The 10,000 residents are Mennonites of German and Dutch background. The ancestors of these Mennonites had lived in West Prussia until the end of the 18th century, in the Black Sea region of the Ukraine until 1874 and in Manitoba, Canada until 1926, before settling in Paraguay. Loma Plata with a population of about 3500 is the largest town within the colony and is the administrative centre. The emigration from Canada to Paraguay was a reaction to the introduction of universal, secular compulsory education in 1917 requiring the use of the English language, which the more conservative Mennonites saw as a threat to the religious basis of their community.
A second impetus was the Canadian settlement act, which prevented the form of cooperative farming that was practised in Russia. In 1919 a delegation was sent to South America to find a new home. The Paraguayan state was interested in opening the vast undeveloped Chaco to industrious settlers and made a considerable number of concessions to the delegation. Concessions included freedom from military service, the right to run their own German language schools, a far reaching guarantee to autonomously manage their own affairs within the jurisdiction of the colony without government interference, absolute religious freedom and an open emigration policy allowing more Mennonites settlers. The Mennonites bought the necessary land at an inflated price from the Argentine firm Casado, one of the largest landholders in the Chaco. 1743 settlers came to Paraguay from Canada in 1927.
In the 1950s there was an exodus back to Canada because of unfavourable living conditions and in response to the conservatism of the colony. In the past decade, Menno has had a rapidly developing economy and good public image. Canadian Mennonites are returning and the colony is also an attraction to Paraguayans outside the Mennonite colonies.
An economic upswing in the central Chaco began in the 1980s when the agricultural co-operative, with the help of World Bank credits, invested in dairy production. Introduction of the drought- and heat-resistant Buffalo Grass from North America in 1955 created the foundation of an extensive cattle industry and the construction of the Trans-Chaco Highway to Asunción in 1965 were significant predecessors to economic growth. An important factor in the economic improvement was the reform of the school system and a general liberalisation.

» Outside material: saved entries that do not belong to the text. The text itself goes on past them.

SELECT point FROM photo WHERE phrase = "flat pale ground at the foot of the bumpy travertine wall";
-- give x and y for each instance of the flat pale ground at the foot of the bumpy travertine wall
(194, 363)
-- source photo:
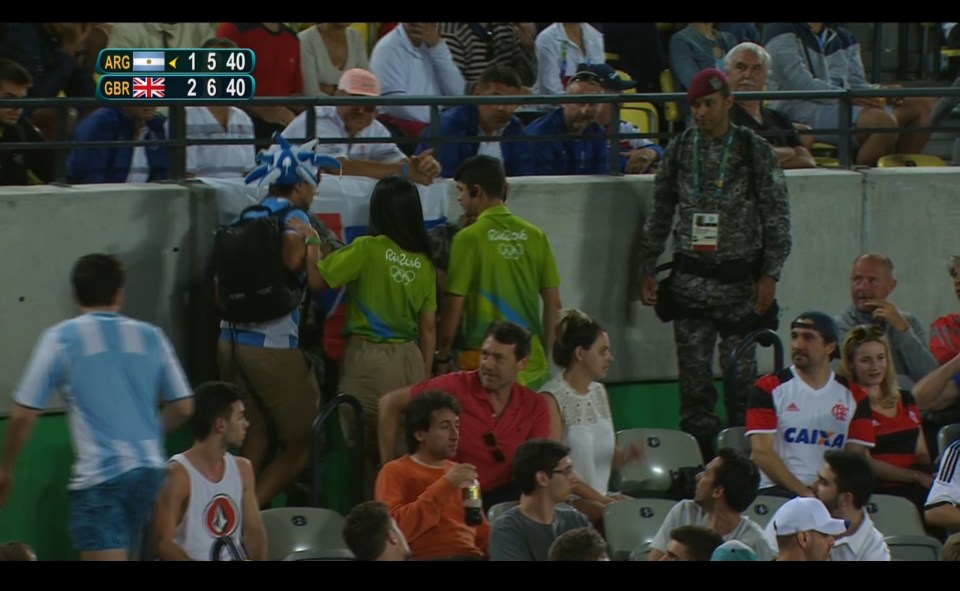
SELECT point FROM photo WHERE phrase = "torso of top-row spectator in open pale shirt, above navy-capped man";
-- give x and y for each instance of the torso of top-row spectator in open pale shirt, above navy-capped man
(561, 47)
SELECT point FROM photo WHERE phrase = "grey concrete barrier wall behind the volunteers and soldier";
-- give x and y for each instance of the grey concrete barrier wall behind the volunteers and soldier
(163, 235)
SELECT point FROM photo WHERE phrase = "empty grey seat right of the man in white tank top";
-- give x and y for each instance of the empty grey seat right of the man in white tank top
(297, 529)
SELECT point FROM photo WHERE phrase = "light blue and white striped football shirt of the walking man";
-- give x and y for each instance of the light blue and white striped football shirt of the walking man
(112, 372)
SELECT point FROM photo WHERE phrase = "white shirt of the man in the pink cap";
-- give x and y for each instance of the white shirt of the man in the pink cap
(330, 125)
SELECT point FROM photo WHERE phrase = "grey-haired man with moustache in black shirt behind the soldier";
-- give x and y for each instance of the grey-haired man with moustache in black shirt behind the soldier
(747, 66)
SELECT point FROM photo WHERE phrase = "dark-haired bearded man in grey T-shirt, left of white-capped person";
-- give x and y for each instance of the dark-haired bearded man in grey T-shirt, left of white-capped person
(725, 489)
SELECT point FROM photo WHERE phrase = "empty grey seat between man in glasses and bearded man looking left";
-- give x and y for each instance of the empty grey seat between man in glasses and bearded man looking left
(628, 525)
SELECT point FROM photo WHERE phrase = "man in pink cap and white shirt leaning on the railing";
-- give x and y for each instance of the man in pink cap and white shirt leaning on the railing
(359, 121)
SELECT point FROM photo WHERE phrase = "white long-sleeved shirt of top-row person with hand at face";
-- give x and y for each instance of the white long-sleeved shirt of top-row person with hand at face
(406, 70)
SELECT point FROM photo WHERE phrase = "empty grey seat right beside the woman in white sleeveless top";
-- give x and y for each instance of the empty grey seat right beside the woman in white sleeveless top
(664, 450)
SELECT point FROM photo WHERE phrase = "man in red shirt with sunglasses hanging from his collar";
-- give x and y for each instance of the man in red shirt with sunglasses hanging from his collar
(498, 413)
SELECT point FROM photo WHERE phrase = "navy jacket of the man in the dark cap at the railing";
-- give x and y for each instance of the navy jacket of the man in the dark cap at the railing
(560, 157)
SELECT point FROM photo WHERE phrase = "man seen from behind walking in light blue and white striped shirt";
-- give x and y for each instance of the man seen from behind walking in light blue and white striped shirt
(112, 373)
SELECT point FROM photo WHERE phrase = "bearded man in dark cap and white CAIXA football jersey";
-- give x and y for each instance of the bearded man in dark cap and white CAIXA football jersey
(795, 415)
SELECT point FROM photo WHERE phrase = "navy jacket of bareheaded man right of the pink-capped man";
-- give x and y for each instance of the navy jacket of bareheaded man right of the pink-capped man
(462, 121)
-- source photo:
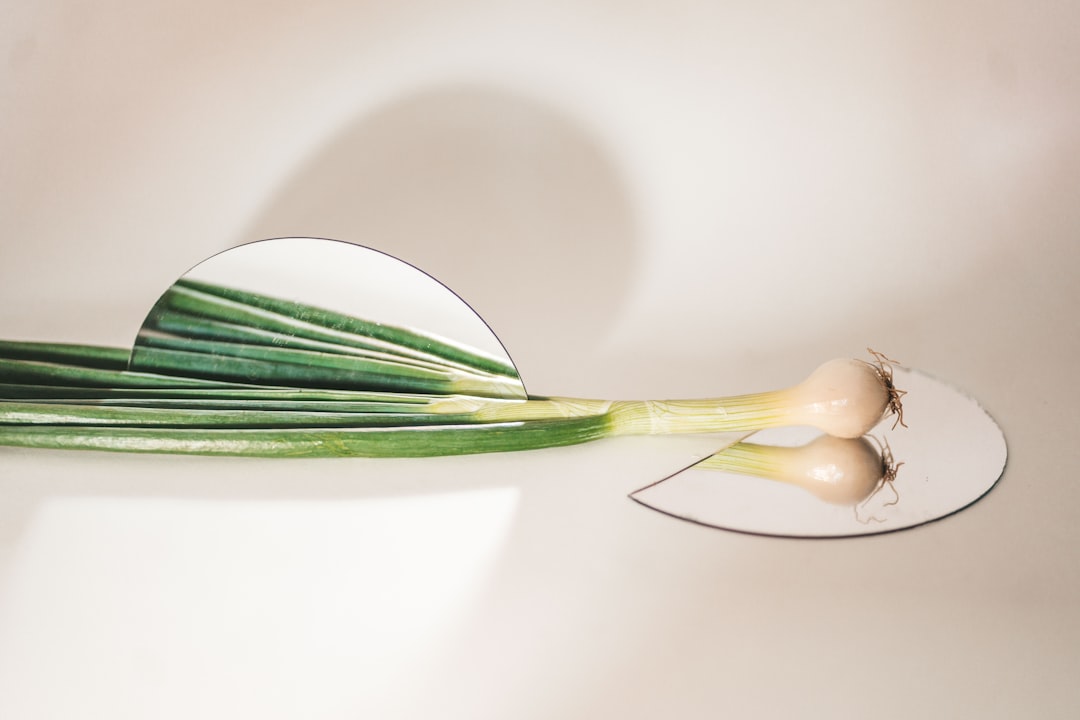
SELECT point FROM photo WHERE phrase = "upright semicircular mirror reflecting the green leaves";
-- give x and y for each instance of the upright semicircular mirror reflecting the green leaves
(321, 314)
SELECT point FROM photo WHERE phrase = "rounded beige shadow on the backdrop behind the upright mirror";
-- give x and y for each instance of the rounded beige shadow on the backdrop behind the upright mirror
(511, 205)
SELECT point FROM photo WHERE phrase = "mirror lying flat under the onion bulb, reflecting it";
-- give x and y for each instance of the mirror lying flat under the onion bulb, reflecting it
(795, 482)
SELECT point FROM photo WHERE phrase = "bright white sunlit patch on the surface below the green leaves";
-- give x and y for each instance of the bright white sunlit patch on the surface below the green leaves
(191, 606)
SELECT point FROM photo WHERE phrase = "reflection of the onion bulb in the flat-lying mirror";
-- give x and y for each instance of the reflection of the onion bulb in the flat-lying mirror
(840, 471)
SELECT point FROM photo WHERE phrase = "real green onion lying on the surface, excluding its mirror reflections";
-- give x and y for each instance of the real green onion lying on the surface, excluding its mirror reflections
(452, 425)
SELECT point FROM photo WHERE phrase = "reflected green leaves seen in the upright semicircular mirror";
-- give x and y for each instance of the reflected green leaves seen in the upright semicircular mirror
(204, 331)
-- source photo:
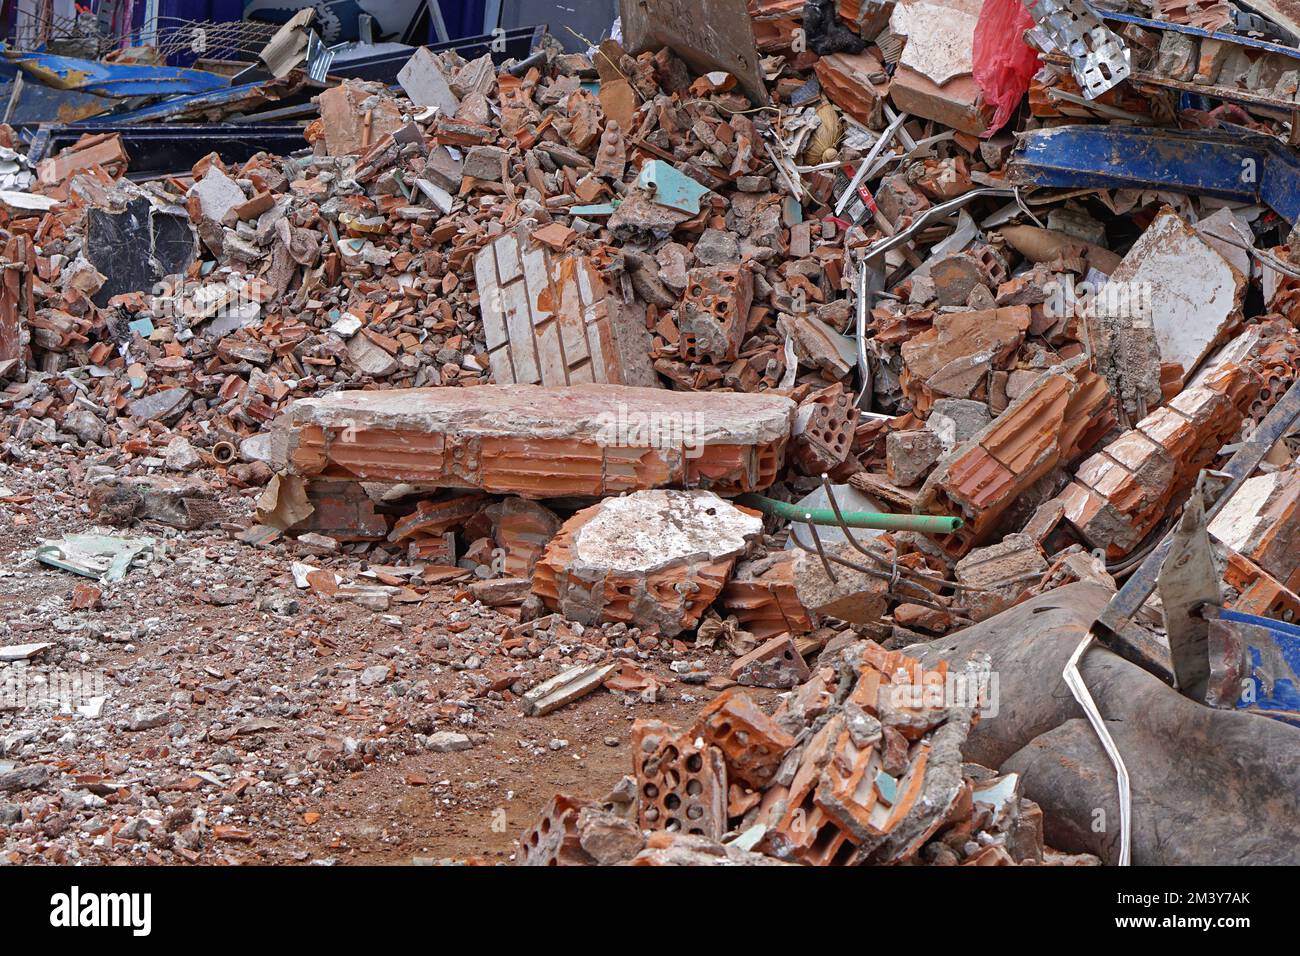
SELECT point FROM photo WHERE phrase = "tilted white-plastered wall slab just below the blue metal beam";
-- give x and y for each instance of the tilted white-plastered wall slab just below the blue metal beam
(1176, 285)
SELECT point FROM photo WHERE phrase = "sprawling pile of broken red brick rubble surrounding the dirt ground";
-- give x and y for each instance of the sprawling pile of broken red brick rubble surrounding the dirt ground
(811, 360)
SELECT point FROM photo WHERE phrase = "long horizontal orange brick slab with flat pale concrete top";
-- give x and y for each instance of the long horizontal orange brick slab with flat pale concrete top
(539, 443)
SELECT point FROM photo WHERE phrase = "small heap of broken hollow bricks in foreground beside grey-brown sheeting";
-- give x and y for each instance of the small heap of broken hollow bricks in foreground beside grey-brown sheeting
(863, 764)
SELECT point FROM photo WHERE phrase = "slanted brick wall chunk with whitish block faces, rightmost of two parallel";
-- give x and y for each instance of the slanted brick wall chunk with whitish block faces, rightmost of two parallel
(1124, 491)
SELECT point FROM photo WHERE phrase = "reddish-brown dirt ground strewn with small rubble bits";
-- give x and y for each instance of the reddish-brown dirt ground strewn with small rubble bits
(249, 721)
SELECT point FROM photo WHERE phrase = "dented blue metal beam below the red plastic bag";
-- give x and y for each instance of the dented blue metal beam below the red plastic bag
(1230, 166)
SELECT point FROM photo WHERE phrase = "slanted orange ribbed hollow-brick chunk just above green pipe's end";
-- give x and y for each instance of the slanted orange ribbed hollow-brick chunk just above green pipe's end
(1067, 410)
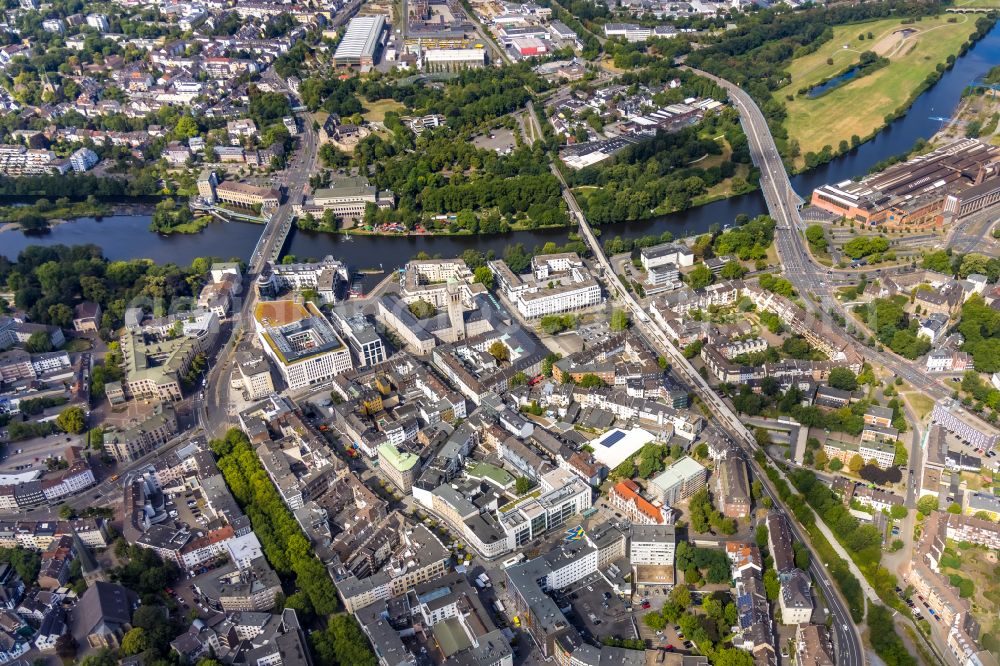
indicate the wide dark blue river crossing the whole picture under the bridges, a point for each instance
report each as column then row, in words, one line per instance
column 128, row 236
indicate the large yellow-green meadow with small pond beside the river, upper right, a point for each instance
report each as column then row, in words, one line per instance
column 860, row 106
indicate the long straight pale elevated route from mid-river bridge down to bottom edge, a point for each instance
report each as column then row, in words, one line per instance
column 849, row 647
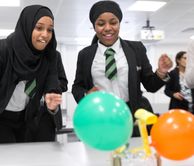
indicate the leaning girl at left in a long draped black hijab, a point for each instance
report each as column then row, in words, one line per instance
column 28, row 71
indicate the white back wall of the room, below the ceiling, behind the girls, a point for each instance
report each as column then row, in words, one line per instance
column 158, row 100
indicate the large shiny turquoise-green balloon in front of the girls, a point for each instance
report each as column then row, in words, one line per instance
column 103, row 121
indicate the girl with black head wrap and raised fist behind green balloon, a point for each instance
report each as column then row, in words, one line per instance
column 132, row 65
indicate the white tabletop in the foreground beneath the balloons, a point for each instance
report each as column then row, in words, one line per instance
column 64, row 154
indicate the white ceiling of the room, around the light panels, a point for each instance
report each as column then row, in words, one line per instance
column 72, row 23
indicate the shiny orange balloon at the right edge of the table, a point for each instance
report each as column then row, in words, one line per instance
column 173, row 134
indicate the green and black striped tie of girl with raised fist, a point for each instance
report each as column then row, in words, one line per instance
column 111, row 68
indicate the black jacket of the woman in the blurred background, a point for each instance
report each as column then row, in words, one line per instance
column 173, row 86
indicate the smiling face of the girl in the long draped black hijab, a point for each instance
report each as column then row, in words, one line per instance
column 42, row 33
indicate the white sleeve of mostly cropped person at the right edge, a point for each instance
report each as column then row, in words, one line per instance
column 189, row 72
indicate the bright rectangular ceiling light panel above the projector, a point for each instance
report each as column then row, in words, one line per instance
column 146, row 5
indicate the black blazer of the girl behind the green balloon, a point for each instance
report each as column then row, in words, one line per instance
column 140, row 71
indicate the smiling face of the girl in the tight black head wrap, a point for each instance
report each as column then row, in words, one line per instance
column 107, row 28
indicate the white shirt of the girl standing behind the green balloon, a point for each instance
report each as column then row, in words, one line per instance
column 119, row 86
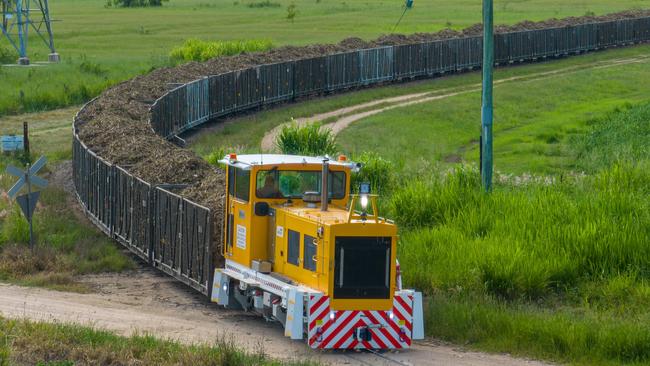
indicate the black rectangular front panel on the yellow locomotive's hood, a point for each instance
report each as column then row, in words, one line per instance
column 362, row 268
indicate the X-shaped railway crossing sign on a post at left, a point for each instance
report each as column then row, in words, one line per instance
column 27, row 202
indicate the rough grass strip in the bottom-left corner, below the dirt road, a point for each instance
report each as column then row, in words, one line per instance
column 37, row 343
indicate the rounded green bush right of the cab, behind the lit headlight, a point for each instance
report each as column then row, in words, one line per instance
column 377, row 171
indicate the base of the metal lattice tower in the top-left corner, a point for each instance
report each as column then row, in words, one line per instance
column 18, row 16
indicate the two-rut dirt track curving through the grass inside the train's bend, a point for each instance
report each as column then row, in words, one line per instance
column 346, row 116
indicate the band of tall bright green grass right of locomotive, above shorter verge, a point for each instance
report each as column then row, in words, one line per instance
column 524, row 242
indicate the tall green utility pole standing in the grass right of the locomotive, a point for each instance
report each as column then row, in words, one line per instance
column 487, row 109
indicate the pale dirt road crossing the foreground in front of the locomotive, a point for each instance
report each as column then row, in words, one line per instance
column 148, row 302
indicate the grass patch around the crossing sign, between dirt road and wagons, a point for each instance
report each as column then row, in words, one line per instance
column 65, row 246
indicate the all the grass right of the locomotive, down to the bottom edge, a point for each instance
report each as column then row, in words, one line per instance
column 547, row 267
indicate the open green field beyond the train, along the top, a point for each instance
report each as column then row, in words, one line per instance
column 100, row 46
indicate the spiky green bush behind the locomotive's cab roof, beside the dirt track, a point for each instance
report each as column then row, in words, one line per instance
column 309, row 140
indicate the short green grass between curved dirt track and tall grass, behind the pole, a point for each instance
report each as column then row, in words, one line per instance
column 533, row 121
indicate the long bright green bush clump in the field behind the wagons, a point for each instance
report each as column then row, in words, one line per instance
column 198, row 50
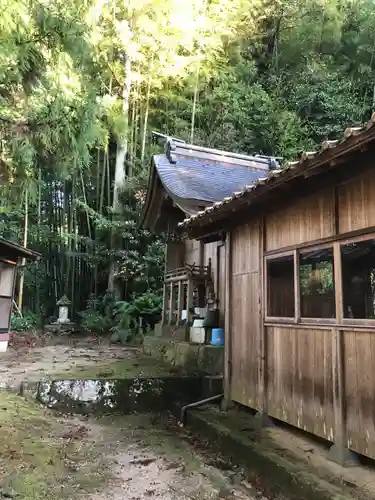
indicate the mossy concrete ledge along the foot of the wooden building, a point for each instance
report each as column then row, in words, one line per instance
column 278, row 472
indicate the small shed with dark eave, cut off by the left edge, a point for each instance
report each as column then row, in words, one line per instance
column 10, row 254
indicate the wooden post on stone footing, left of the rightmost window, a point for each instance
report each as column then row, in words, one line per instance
column 339, row 451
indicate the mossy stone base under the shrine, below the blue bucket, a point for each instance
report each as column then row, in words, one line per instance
column 192, row 358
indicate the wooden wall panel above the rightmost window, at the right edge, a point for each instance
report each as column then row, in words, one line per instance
column 357, row 203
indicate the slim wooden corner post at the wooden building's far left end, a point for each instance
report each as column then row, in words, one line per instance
column 227, row 322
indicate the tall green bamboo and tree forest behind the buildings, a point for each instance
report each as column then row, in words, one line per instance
column 83, row 84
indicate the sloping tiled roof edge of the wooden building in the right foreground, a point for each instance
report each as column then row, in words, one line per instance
column 328, row 150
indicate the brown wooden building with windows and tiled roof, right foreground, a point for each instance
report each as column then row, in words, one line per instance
column 300, row 291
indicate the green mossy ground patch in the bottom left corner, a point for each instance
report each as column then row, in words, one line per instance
column 38, row 457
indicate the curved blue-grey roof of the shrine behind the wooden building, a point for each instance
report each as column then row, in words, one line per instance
column 203, row 179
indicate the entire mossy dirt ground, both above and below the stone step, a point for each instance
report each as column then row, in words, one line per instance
column 132, row 457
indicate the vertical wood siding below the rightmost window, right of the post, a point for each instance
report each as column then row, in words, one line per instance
column 359, row 370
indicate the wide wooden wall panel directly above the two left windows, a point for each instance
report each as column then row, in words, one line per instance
column 308, row 219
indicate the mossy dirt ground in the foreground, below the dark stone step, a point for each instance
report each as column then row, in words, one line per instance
column 133, row 457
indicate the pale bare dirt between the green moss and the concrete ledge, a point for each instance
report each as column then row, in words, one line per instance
column 154, row 463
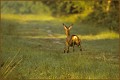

ASCIM has 300 members, of which half are Mennonites and half indigenous. The governing board of the non-profit association consists of 30 indigenous and 32 non-indigenous representatives. The number of indigenous residents is now about 25,000 and growing, numbering more than the Mennonite population. Although Mennonites and indigenous people have worked closely together for a long time and some of the latter learnt to speak the Plautdietsch language of the settlers, further mixing of the two cultures has not occurred. Christian mission work among the indigenous groups often becomes a competition between the missionary effort of the Mennonites and the Paraguayan Roman Catholic missionaries.